Other error conditions are:
h. A request (GVB, RET, INR, INS) on an existent link, but connection is not established.
i. Transmit over an existent link, but connection is not established. j. ALL or GVB on a send connection. k. RET on a receive connection. l. An attempt to send more than the allocated number of bits or messages. m. ECO, ERP, ERR commands do not have the defined number of bits of data.
In Document No. 1, each site is supposed to document the information on their ERR command. No one has done that so far, and the main reason is we are not sure of what information is important. In NWG/RFC No. 107, the text portion of the ERR Commands is decided to have a fixed length of 80 bits because 80 bits is long enough to hold the longest non-ERR command. In some of the above error conditions, more information than the command itself is desirable. It was noted that these error conditions arise very often in the experimental stage of the NCP. If every NCP is operating properly, none of them should ever occur. The ERR commands are therefore, an excellent debugging tool for the protocol. So it is desirable to define a set of possible error conditions, and for each condition, define a set of arguments in the corresponding ERR command so that enough information is given to tell what's wrong. The suggested arguments for each situation (a - m) are listed below:
a. 1. Op. code in error. 2. Part of message following op. code (A maximum of 72 bits).

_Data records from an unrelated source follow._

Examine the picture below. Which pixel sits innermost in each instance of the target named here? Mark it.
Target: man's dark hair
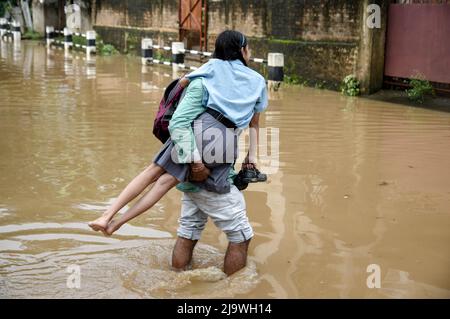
(228, 46)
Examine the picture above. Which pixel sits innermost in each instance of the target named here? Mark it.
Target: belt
(221, 118)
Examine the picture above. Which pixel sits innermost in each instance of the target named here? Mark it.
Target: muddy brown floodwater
(359, 182)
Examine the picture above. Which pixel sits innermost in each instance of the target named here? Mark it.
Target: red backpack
(167, 107)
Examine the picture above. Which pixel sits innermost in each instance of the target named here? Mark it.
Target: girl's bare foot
(100, 224)
(112, 227)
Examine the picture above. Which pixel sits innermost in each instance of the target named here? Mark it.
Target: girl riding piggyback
(223, 96)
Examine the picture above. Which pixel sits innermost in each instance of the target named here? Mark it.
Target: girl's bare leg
(134, 188)
(164, 183)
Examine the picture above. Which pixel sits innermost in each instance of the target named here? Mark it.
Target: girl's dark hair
(228, 46)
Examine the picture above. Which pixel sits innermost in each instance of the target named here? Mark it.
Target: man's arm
(254, 137)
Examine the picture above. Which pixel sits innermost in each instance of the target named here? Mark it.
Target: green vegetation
(350, 86)
(420, 88)
(104, 49)
(107, 49)
(6, 6)
(320, 85)
(295, 80)
(32, 35)
(159, 56)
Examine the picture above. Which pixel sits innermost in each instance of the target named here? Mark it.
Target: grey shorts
(227, 211)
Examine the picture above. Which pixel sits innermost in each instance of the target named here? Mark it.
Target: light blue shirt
(233, 89)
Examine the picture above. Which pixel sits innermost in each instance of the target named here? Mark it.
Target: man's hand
(199, 172)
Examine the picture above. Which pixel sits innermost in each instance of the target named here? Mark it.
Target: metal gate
(193, 23)
(418, 41)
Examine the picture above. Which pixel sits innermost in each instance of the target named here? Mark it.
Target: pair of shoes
(253, 175)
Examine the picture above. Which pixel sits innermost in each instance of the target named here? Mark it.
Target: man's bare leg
(182, 253)
(133, 189)
(235, 257)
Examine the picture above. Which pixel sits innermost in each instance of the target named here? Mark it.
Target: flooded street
(359, 182)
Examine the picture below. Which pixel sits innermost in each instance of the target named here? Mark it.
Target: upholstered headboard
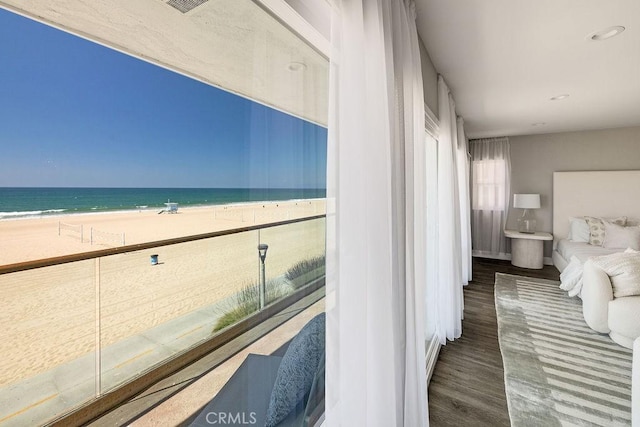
(595, 193)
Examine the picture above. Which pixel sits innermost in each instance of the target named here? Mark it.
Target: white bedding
(582, 251)
(576, 254)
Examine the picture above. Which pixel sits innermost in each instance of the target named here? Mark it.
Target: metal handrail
(47, 262)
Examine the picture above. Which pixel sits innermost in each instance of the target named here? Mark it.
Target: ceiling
(232, 44)
(503, 60)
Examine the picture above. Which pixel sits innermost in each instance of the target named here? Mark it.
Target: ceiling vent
(185, 6)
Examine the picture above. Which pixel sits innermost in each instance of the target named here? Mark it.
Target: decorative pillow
(578, 230)
(297, 370)
(617, 236)
(623, 269)
(596, 228)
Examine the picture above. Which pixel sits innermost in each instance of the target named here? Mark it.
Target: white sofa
(635, 385)
(618, 317)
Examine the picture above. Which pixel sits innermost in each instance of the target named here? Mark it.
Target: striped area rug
(558, 372)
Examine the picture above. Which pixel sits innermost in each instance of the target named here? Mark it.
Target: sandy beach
(49, 316)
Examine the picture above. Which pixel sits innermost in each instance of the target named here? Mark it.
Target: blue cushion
(297, 370)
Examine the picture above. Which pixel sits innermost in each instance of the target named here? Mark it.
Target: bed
(602, 194)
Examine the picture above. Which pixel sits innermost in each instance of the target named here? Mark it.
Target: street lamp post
(262, 252)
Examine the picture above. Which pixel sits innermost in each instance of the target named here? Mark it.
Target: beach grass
(247, 302)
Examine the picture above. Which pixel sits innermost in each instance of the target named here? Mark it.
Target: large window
(489, 178)
(160, 187)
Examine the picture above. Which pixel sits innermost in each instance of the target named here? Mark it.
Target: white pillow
(617, 236)
(623, 269)
(578, 230)
(596, 228)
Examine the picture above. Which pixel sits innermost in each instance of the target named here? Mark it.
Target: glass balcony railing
(78, 327)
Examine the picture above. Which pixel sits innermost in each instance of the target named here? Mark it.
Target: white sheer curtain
(491, 187)
(464, 183)
(375, 313)
(448, 267)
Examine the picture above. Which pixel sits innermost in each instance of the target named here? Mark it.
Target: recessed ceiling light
(607, 33)
(297, 66)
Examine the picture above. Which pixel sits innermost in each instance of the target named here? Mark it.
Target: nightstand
(527, 248)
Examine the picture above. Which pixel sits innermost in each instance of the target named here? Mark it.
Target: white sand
(48, 315)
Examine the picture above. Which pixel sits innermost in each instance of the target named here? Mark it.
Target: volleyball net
(98, 237)
(72, 230)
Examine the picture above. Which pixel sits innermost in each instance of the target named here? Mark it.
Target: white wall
(534, 158)
(429, 80)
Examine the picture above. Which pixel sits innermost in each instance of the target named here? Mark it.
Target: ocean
(22, 202)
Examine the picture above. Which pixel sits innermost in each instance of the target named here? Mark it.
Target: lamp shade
(526, 201)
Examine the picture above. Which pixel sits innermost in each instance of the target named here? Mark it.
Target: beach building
(438, 113)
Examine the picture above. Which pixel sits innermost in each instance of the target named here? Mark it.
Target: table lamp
(527, 222)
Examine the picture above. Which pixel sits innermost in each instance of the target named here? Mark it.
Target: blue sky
(74, 113)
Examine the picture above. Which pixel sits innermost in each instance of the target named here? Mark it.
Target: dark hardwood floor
(467, 386)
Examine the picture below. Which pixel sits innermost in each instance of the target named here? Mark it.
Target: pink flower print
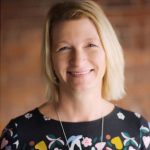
(87, 142)
(100, 145)
(4, 143)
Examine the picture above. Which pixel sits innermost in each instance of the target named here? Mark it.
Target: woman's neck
(83, 106)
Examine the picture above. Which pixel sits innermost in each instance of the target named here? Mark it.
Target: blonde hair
(113, 80)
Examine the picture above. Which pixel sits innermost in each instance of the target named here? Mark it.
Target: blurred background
(21, 83)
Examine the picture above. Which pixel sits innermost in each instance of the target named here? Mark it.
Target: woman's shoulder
(131, 117)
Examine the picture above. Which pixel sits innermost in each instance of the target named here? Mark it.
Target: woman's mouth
(79, 73)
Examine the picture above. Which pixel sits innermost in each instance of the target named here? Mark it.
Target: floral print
(87, 142)
(123, 138)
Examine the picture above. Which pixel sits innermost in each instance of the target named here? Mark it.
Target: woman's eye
(64, 48)
(92, 45)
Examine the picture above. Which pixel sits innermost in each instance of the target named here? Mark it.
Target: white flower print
(28, 115)
(146, 141)
(128, 138)
(46, 118)
(87, 142)
(53, 140)
(100, 145)
(144, 128)
(137, 115)
(131, 148)
(17, 144)
(121, 115)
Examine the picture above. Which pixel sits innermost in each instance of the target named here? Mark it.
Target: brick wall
(22, 87)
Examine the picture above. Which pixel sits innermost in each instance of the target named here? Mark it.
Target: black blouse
(122, 130)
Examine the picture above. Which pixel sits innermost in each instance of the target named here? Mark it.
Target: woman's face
(78, 57)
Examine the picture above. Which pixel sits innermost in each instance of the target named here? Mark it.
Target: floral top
(122, 130)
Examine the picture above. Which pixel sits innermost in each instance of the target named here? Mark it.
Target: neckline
(47, 119)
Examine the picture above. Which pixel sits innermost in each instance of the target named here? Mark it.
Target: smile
(79, 73)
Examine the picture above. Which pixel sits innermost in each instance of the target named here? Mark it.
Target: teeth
(80, 73)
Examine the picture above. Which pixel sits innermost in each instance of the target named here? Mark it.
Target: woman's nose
(78, 57)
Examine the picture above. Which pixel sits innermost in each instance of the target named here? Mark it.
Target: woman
(84, 68)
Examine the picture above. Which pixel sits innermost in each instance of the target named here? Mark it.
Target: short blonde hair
(113, 80)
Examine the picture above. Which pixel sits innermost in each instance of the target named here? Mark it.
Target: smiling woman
(84, 67)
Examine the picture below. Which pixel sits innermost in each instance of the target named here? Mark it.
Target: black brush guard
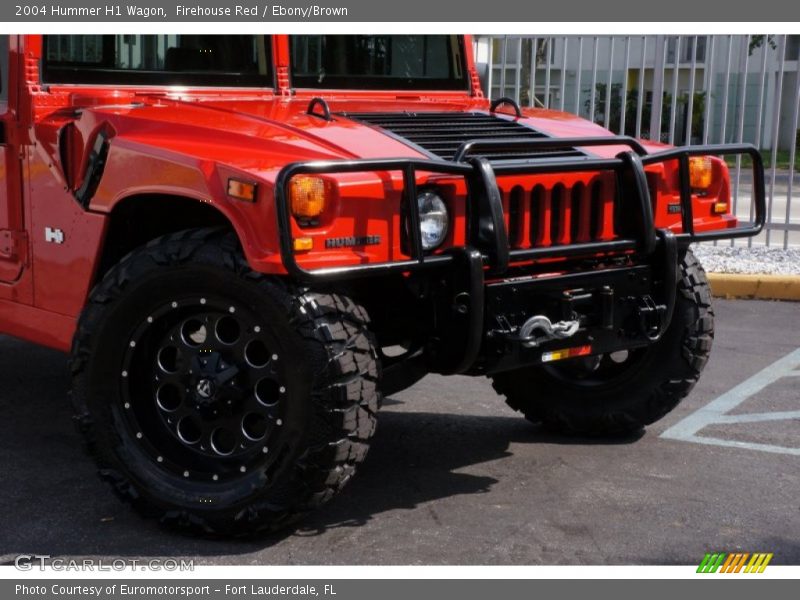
(488, 251)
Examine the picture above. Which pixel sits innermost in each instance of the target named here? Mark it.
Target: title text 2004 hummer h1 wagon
(245, 241)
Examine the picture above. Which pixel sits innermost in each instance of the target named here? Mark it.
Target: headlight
(433, 219)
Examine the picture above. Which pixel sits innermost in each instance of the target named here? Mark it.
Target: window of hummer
(410, 62)
(197, 60)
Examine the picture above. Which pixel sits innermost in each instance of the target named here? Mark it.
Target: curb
(761, 287)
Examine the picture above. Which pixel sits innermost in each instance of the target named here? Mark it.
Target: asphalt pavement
(456, 477)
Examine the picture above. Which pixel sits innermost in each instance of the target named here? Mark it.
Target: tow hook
(651, 316)
(539, 329)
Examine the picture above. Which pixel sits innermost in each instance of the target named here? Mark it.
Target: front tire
(622, 392)
(217, 399)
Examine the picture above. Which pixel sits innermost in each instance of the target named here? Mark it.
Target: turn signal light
(700, 171)
(307, 196)
(719, 208)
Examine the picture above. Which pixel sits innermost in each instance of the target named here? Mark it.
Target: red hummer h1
(245, 241)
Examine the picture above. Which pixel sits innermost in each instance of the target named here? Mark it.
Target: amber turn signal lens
(719, 208)
(700, 172)
(242, 190)
(307, 195)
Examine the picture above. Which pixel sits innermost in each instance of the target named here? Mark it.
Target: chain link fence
(679, 90)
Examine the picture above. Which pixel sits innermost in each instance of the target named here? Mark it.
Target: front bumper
(469, 335)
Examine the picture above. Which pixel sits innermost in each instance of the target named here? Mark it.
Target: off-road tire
(653, 387)
(333, 396)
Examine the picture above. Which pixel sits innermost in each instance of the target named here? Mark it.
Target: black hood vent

g. 1. Link number, 2. Beginning of message (A maximum of 72 bits),
h. 1. Command in error. 2. Socket numbers for the connection. 3. Status of the connection.
i. 1. Link number, 2. Beginning of message (A maximum of 72 bits), 3. Socket numbers for the connection. 4. Status of the connection.

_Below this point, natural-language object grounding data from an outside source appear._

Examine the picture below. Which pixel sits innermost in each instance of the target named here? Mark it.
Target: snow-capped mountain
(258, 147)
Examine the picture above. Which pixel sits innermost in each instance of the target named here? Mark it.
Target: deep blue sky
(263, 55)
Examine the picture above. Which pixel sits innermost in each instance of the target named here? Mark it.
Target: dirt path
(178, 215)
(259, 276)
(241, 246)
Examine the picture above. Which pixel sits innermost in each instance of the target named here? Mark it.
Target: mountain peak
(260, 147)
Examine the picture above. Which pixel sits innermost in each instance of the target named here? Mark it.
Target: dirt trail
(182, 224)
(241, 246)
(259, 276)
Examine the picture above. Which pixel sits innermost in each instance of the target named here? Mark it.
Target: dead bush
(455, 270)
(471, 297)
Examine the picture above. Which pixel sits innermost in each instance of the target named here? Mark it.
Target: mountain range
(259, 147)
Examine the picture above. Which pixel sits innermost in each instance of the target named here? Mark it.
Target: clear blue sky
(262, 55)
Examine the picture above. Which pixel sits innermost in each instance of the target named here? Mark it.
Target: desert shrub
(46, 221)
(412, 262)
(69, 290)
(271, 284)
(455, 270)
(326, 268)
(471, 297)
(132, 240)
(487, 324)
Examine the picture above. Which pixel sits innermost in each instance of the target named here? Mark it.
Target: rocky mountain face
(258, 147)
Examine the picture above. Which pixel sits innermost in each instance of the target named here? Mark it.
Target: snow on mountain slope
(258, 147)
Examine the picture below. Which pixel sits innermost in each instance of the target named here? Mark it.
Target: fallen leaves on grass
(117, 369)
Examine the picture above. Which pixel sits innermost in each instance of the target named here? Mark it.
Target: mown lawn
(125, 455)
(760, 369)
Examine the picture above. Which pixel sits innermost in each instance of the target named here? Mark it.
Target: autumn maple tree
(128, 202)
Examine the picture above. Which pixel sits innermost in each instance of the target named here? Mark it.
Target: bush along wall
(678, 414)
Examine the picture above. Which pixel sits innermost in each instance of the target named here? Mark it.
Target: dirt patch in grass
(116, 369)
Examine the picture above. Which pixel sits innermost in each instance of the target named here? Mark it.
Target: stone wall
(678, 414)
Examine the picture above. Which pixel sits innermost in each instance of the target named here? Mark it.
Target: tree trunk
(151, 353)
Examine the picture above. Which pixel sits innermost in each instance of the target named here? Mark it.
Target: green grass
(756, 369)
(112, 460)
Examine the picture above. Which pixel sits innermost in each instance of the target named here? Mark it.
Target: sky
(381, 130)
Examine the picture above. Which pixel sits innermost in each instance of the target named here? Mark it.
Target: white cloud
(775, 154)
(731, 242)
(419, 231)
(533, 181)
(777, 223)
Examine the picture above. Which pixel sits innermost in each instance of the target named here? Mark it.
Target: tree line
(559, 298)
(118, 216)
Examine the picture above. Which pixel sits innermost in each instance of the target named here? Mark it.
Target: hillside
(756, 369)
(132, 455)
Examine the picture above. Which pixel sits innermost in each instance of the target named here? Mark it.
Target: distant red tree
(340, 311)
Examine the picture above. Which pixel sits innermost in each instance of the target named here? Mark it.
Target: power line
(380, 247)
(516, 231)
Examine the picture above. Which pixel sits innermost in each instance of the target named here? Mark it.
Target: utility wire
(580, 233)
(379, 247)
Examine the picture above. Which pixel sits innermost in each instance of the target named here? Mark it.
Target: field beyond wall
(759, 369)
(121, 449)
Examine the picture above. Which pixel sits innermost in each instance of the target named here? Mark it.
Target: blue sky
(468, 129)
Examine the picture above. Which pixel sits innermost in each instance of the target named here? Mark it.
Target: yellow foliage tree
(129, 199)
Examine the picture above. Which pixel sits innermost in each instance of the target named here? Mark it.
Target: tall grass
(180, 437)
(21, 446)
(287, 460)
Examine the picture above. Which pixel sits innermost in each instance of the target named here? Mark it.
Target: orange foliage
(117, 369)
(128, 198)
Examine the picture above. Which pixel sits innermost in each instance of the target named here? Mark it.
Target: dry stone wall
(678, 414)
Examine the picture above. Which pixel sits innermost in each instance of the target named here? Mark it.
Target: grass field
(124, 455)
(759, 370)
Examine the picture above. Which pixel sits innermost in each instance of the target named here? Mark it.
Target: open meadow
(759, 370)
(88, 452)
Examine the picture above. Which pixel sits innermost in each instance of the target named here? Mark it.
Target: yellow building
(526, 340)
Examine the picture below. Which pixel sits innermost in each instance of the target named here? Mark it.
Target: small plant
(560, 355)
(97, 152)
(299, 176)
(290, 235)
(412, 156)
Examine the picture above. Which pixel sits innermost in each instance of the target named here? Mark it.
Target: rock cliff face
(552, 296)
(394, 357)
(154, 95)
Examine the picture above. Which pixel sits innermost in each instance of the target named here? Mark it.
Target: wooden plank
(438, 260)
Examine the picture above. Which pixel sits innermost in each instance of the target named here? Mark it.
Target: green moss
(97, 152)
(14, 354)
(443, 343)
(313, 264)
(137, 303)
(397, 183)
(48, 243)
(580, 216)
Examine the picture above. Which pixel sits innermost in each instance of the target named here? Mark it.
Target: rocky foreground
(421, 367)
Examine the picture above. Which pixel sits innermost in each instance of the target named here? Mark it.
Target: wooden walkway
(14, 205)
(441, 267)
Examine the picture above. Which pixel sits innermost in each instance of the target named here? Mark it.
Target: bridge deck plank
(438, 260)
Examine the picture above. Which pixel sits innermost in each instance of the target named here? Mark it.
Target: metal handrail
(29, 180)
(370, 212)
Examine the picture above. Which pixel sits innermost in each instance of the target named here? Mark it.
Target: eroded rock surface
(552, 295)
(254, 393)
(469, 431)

j, k. 1. Command in error. 2. Socket numbers for the connection.
l. 1. Link number. 2. Beginning of message (A maximum of 72 bits). 3. Number of bits sent. 4. Number of bits allocated. 5. Number of messages allocated.
m. 1. The Command in error.
Each of the ERR commands should have a special error code (8 bits) to tell the error type, an 80-bits field to store the command in error, and additional fields for socket numbers and other information.

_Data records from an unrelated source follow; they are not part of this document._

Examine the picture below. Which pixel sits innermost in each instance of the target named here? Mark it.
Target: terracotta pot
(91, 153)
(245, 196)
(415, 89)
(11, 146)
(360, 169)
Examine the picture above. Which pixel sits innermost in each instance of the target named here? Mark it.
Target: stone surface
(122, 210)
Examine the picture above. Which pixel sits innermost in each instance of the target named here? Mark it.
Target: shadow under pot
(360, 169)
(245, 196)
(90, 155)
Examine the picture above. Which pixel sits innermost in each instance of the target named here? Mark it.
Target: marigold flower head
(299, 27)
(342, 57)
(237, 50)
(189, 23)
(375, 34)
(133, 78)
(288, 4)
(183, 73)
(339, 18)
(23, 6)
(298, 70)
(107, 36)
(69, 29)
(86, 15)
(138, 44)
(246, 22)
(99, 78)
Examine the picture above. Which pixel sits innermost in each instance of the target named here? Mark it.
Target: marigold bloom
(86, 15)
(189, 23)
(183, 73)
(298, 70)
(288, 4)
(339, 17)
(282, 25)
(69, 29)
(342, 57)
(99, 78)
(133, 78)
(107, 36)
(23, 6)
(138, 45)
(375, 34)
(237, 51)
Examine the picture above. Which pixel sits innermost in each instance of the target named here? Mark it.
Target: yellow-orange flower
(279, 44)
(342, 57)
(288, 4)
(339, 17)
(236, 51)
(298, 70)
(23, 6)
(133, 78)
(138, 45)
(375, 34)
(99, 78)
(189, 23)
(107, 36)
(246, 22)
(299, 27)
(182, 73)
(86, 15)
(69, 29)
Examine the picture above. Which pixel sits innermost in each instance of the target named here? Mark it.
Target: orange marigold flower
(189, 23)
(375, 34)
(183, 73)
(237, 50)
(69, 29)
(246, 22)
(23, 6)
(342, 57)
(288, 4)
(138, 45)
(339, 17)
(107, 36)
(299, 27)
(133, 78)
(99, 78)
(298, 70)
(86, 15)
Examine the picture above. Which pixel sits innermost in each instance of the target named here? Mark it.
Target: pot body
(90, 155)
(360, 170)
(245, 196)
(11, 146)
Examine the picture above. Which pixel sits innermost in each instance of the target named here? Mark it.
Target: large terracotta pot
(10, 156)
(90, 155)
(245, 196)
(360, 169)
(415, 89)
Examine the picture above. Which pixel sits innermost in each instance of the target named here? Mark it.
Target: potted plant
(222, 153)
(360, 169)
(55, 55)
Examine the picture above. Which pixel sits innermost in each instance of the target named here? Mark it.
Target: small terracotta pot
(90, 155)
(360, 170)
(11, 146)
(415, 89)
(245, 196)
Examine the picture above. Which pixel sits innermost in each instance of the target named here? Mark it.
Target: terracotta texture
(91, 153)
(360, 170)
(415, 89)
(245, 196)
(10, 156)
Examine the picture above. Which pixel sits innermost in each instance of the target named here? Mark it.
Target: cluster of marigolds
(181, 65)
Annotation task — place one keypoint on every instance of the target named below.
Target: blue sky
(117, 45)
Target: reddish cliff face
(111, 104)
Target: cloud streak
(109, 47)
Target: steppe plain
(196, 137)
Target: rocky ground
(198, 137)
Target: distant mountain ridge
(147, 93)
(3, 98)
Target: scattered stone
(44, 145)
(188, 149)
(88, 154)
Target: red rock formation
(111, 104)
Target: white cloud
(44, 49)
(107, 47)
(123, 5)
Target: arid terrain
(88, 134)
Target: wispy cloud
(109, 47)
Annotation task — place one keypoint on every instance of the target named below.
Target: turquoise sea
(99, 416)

2. Imp-to-host messages of types other than 0, 4, and 5.
From the BBN report 1822, the following message types will cause difficulty in the implementation of the Protocol.
a. Type 2 - Imp going down. b. Type 7 - Destination host or imp dead. c. Type 9 - Incomplete transmission.
It was discovered that on sending a message to a site whose imp or host is not running, a Type 7 or Type 9 message is returned. This can happen in two situations:
a. The foreign host or imp is not up at all. b. Some connections have been established, and the foreign host or imp goes down.
The first situation does not cause much problem because the NCP has no entry in its table corresponding to this site.
The second situation is more complicated, because if the table entries for the connections to the dead host are not cleared, by the time this host comes up again, the table entries still exist and the information will be very misleading. One suggestion to solve this problem is:
a. Whenever a NCP comes up, it send a RESET Control Command to every other site. b. Associated with each site there is a bit called the up-bit. If a RESET-reply command is received from some site, the corresponding up-bit is set to 1. Race condition can be avoided by ignoring all messages from sites which have not returned the RESET-reply command. c. Messages can only be sent to sites with the up-bit on. d. If a RESET control command is received, the Table entries corresponding to the site are cleared, a RESET-reply is immediately returned, and the up-bit for the site is set. e. The up-bit is reset to 0 when a Type 7 or Type 9 message is received from a particular site.
The above solution will handle the Type 2 messages also. When a host receives a Type 2 message, there is no way for it to tell the other NCP's that its imp is going down. Subsequent messages to this host will return a Type 7 or 9 message. The solution above will then come into effect.
With the introduction of the RESET and RESET-reply Control command, the ECO and ERP control command are no longer important and should be removed.